Fluctuating light from a black hole, observed over 15 years, has revealed more about the way these enigmatic objects feed.
First, a structure called a corona forms around the outside of the event horizon. Then, powerful jets of plasma launch from the poles, punching material from the corona out into interstellar space at speeds close to that of light in a vacuum.
The finding – likened to the rhythmic pounding of a 'heartbeat' – resolves a long open question in black hole science.
"It sounds logical, but there has been a debate for twenty years about whether the corona and the jet were simply the same thing," explains astrophysicist Mariano Méndez of the University of Groningen in the Netherlands.
"Now we see that they arise one after the other and that the jet follows from the corona."
The black hole in question makes up part of GRS 1915+105, located about 36,000 light-years away from the Sun. It's what we call a microquasar – a stellar mass black hole locked in a close binary system with another object and feeding off it; in the case of GRS 1915+105, this is a normal star.
Because the two objects are so close together, the black hole strips material from the star; this material forms a disk around the black hole that gradually feeds into it.
It's the same thing we see on a larger scale in quasars, which are galactic nuclei that contain an active supermassive black hole millions to billions of times the mass of the Sun.
The black hole GRS 1915+105 is just 12 times the mass of the Sun, hence microquasar; even so, it's the one of the most massive stellar mass black holes known in the Milky Way.

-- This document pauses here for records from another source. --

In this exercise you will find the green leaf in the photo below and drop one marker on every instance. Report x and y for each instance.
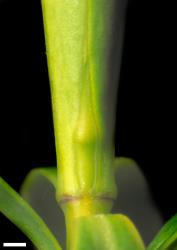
(23, 216)
(166, 239)
(134, 198)
(39, 189)
(106, 232)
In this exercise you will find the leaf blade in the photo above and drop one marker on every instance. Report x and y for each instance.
(23, 216)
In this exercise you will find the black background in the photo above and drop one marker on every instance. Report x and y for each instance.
(146, 113)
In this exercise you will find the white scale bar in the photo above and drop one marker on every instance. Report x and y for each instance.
(14, 244)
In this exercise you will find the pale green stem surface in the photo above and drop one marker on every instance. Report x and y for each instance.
(83, 60)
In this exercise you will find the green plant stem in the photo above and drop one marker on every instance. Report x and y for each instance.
(75, 208)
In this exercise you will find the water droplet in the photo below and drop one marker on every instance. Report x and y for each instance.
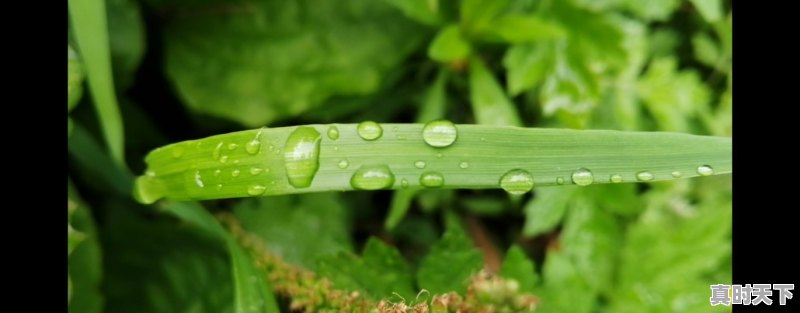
(705, 170)
(333, 132)
(255, 190)
(516, 182)
(439, 133)
(253, 146)
(644, 176)
(369, 130)
(302, 156)
(217, 151)
(582, 177)
(198, 180)
(431, 179)
(372, 177)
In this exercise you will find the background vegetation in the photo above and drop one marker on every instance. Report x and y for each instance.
(182, 70)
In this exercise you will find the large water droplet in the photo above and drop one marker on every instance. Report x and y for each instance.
(705, 170)
(372, 177)
(431, 179)
(255, 190)
(301, 156)
(333, 132)
(369, 130)
(582, 177)
(439, 133)
(644, 176)
(198, 179)
(516, 182)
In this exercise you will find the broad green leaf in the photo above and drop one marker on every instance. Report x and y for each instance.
(209, 169)
(74, 78)
(545, 211)
(517, 28)
(88, 19)
(519, 267)
(450, 263)
(257, 62)
(301, 229)
(527, 66)
(126, 39)
(490, 105)
(379, 272)
(84, 263)
(449, 45)
(711, 10)
(251, 291)
(158, 264)
(423, 11)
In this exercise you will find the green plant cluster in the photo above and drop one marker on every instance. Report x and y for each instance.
(143, 74)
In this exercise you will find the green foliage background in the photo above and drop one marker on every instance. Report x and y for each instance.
(188, 69)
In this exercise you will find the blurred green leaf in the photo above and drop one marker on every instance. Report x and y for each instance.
(450, 263)
(519, 267)
(423, 11)
(301, 229)
(527, 65)
(545, 211)
(257, 62)
(711, 10)
(449, 45)
(126, 39)
(88, 19)
(490, 104)
(379, 272)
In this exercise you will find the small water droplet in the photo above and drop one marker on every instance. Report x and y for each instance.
(255, 190)
(516, 182)
(302, 156)
(333, 132)
(217, 151)
(705, 170)
(644, 176)
(372, 177)
(198, 179)
(583, 177)
(431, 179)
(439, 133)
(369, 130)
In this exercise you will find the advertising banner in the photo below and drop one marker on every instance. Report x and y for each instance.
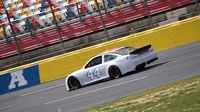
(19, 79)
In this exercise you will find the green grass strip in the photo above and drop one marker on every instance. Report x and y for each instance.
(181, 96)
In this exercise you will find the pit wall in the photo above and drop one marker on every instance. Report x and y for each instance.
(161, 38)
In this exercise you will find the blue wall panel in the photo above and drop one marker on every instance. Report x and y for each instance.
(19, 79)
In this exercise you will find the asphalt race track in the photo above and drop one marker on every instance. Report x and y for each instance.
(174, 64)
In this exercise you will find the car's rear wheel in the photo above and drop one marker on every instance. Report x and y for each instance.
(141, 67)
(73, 83)
(114, 72)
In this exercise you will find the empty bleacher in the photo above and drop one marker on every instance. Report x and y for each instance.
(34, 24)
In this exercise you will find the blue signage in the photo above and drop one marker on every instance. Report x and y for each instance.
(19, 79)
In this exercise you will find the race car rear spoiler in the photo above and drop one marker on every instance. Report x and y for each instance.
(141, 50)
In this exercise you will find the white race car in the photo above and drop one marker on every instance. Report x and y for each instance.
(111, 64)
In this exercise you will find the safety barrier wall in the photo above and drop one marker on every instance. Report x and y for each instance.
(162, 38)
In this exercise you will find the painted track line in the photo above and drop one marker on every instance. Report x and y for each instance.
(41, 90)
(55, 101)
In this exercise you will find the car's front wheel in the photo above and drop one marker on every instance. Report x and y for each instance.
(114, 72)
(73, 83)
(141, 67)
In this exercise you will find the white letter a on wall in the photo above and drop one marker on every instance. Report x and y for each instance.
(17, 78)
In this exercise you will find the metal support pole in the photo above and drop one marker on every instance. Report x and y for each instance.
(102, 20)
(131, 4)
(14, 36)
(79, 13)
(148, 12)
(197, 5)
(57, 27)
(104, 5)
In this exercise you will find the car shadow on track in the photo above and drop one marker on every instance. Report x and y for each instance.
(149, 67)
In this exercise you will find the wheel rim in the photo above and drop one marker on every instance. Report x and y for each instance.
(115, 72)
(74, 84)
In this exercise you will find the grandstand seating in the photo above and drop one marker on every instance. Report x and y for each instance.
(45, 33)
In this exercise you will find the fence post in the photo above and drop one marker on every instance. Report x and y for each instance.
(104, 5)
(14, 35)
(197, 5)
(79, 13)
(131, 4)
(148, 12)
(57, 27)
(102, 20)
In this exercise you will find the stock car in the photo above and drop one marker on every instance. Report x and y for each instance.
(111, 64)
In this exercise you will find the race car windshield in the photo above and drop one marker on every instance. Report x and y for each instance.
(125, 50)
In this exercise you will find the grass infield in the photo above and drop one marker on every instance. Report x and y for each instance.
(180, 96)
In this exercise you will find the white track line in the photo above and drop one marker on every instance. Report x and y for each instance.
(41, 90)
(55, 101)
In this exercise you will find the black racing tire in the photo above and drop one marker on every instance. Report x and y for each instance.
(73, 83)
(114, 72)
(141, 67)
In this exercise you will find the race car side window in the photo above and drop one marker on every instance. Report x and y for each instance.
(109, 57)
(94, 62)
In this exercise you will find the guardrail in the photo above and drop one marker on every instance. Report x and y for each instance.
(91, 23)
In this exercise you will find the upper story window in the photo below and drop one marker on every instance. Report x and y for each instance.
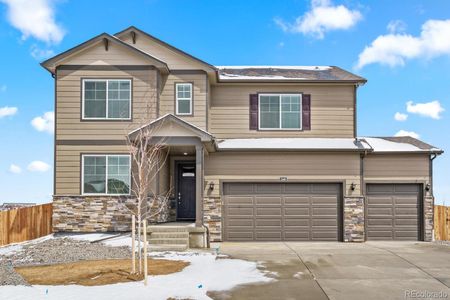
(106, 99)
(280, 111)
(183, 98)
(106, 174)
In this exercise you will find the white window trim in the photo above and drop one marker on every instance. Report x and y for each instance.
(106, 174)
(190, 99)
(107, 99)
(280, 128)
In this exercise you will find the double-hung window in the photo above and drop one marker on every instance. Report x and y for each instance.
(280, 111)
(106, 174)
(108, 99)
(183, 98)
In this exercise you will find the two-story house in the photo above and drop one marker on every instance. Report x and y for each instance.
(255, 153)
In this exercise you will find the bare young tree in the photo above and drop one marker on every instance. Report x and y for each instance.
(148, 154)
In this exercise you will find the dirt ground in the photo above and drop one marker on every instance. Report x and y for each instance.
(95, 272)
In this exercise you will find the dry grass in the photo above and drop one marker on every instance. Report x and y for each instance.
(95, 272)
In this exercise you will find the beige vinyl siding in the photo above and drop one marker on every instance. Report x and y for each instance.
(172, 58)
(68, 118)
(167, 98)
(297, 167)
(332, 110)
(68, 165)
(396, 167)
(97, 55)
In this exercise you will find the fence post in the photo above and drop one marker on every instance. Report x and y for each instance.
(145, 252)
(133, 247)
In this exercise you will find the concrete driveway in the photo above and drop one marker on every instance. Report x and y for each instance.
(319, 270)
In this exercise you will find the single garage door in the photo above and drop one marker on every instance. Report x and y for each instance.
(393, 212)
(282, 212)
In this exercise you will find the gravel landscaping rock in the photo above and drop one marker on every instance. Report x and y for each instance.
(54, 251)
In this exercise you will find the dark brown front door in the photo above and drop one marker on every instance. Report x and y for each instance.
(186, 191)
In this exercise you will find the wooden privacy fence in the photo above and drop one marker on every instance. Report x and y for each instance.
(23, 224)
(442, 222)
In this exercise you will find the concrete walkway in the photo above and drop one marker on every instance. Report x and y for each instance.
(319, 270)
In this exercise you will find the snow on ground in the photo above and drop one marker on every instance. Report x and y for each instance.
(205, 273)
(12, 248)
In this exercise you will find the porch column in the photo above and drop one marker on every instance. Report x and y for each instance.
(199, 185)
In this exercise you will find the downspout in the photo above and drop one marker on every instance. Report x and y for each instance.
(432, 157)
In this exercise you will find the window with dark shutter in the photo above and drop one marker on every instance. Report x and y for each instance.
(253, 111)
(306, 112)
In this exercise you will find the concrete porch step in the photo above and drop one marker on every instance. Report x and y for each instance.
(165, 241)
(167, 247)
(167, 228)
(161, 235)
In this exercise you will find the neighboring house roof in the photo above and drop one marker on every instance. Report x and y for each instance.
(286, 73)
(297, 144)
(133, 28)
(171, 118)
(51, 63)
(400, 145)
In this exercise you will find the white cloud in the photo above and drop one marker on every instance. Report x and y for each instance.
(45, 122)
(15, 169)
(7, 111)
(407, 133)
(38, 166)
(35, 18)
(40, 54)
(396, 26)
(323, 17)
(431, 109)
(394, 49)
(400, 117)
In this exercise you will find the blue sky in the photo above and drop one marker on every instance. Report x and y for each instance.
(401, 47)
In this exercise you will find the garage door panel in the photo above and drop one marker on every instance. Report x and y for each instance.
(379, 200)
(282, 211)
(296, 211)
(268, 211)
(239, 200)
(397, 219)
(268, 235)
(240, 222)
(268, 201)
(298, 200)
(324, 211)
(240, 236)
(268, 188)
(331, 200)
(407, 188)
(240, 211)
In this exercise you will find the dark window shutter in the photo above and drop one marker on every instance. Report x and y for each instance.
(253, 111)
(306, 112)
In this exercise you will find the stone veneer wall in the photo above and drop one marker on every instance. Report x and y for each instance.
(212, 217)
(96, 213)
(428, 208)
(354, 219)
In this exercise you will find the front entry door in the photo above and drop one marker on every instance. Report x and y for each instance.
(186, 191)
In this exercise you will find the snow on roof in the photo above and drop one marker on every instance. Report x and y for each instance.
(292, 144)
(398, 145)
(286, 73)
(308, 68)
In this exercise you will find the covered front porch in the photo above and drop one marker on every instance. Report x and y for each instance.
(180, 173)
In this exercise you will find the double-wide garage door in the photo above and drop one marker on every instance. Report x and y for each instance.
(393, 212)
(282, 211)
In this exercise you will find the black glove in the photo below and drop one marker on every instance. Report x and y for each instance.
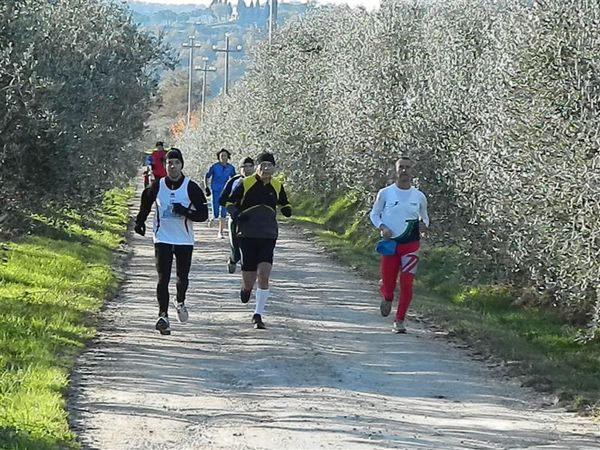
(178, 208)
(140, 228)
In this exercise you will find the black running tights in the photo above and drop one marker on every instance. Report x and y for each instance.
(163, 254)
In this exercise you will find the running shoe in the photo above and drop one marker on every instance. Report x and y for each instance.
(399, 327)
(162, 325)
(231, 266)
(245, 295)
(258, 323)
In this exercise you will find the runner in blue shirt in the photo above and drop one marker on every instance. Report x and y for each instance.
(219, 173)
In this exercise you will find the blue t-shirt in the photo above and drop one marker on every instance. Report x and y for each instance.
(220, 173)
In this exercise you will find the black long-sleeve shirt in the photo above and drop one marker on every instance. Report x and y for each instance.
(194, 192)
(226, 192)
(254, 203)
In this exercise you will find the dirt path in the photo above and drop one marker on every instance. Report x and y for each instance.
(327, 373)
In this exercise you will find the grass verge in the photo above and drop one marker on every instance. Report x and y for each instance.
(52, 283)
(533, 342)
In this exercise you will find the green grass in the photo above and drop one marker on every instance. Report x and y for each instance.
(539, 342)
(52, 284)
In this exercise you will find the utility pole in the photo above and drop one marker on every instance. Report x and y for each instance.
(227, 51)
(191, 45)
(272, 20)
(205, 71)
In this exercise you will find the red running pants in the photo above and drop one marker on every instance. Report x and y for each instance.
(405, 262)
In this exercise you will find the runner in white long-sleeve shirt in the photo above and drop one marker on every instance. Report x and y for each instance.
(398, 211)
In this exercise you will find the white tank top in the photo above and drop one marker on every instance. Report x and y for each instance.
(171, 228)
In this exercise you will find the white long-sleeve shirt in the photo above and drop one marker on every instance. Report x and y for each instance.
(400, 210)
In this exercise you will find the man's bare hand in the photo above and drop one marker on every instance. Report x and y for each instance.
(386, 233)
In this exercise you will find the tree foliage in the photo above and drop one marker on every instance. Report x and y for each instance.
(497, 100)
(76, 79)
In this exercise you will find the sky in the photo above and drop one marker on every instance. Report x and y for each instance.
(368, 4)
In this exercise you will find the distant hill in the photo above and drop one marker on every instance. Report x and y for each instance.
(246, 23)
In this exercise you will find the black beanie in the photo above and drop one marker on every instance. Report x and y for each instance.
(246, 160)
(175, 153)
(265, 157)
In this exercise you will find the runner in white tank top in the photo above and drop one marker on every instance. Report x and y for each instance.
(179, 202)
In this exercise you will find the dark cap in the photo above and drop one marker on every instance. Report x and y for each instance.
(174, 153)
(265, 157)
(246, 160)
(224, 150)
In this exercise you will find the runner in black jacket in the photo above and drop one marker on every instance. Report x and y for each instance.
(253, 203)
(246, 169)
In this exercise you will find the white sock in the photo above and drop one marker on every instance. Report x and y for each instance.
(261, 300)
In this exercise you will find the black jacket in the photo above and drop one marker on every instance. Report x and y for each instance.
(254, 204)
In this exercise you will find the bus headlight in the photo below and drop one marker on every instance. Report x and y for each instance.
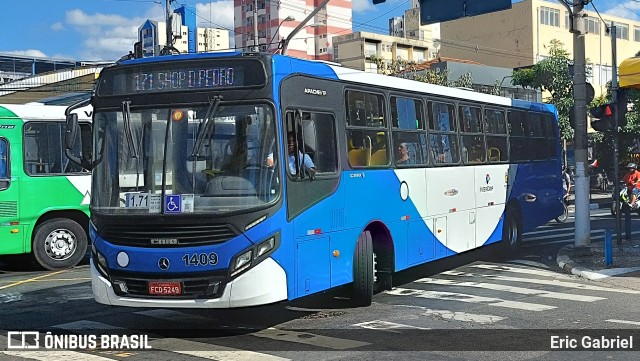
(254, 255)
(266, 246)
(242, 262)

This process generates a lot of light from the heating of the disk and the complicated environment around the black hole. One light-generating structure is the corona, between the inner edge of the accretion disk and the event horizon.
This is a region of scorchingly hot electrons thought to be powered by the black hole's magnetic field, acting like a synchrotron to accelerate the electrons to such high energies that they shine brightly in X-ray wavelengths.
Then there are jets. These are thought to consist of material accelerated along magnetic field lines outside the black hole's event horizon to the polar regions, where they are launched into space at speed, emitting light in radio wavelengths.
This is what scientists think, anyway. The space around black holes is so extreme that it's difficult to get a handle on the processes that take place.
Méndez and his colleagues wanted to learn more about how the jets are accelerated and launched. They collected X-ray and radio data on the microquasar collected between 1996 and 2012, and studied it carefully for clues.
Their final sample consisted of 410 simultaneous X-ray and radio observations of GRS 1915+105. This meant that they could observe changes in both kinds of light at the same time. They found that when X-ray light is strong, radio is weak, and vice versa; and that the jets are strongest when the corona is at its smallest.
This suggests that energy that powers the microquasar system can be directed either to the X-ray corona, or the relativistic jet. Added to models of the fluctuations in light from the system, the researchers concluded that, at least in GRS 1915+105, it seems that the corona turns into the jet.
"It was quite a challenge to demonstrate this sequential nature," Méndez said. "We had to compare data of years with that of seconds, and of very high energies with very low ones."
Next for the team will be to try and explain some oddities their observations revealed. The X-ray corona is brighter, they found, than can be accounted for by temperature alone. This means something else might be at play. The team thinks that the magnetic field could be responsible.
The differential rotation of the black hole and accretion disk can cause magnetic fields to become tangled and chaotic. When the magnetic field is chaotic, the team speculates, the corona heats up; when it snaps back into order, material can escape, and thus the jets are launched.
And this process should scale with black hole mass, too, which could help us understand the way massive quasars behave.
"In principle," the researchers write, "the same channeling of energy to the jet and the corona should happen in supermassive black holes, and should therefore apply to the full range of black hole masses in the fundamental plane of black hole activity."
The research has been published in Nature Astronomy.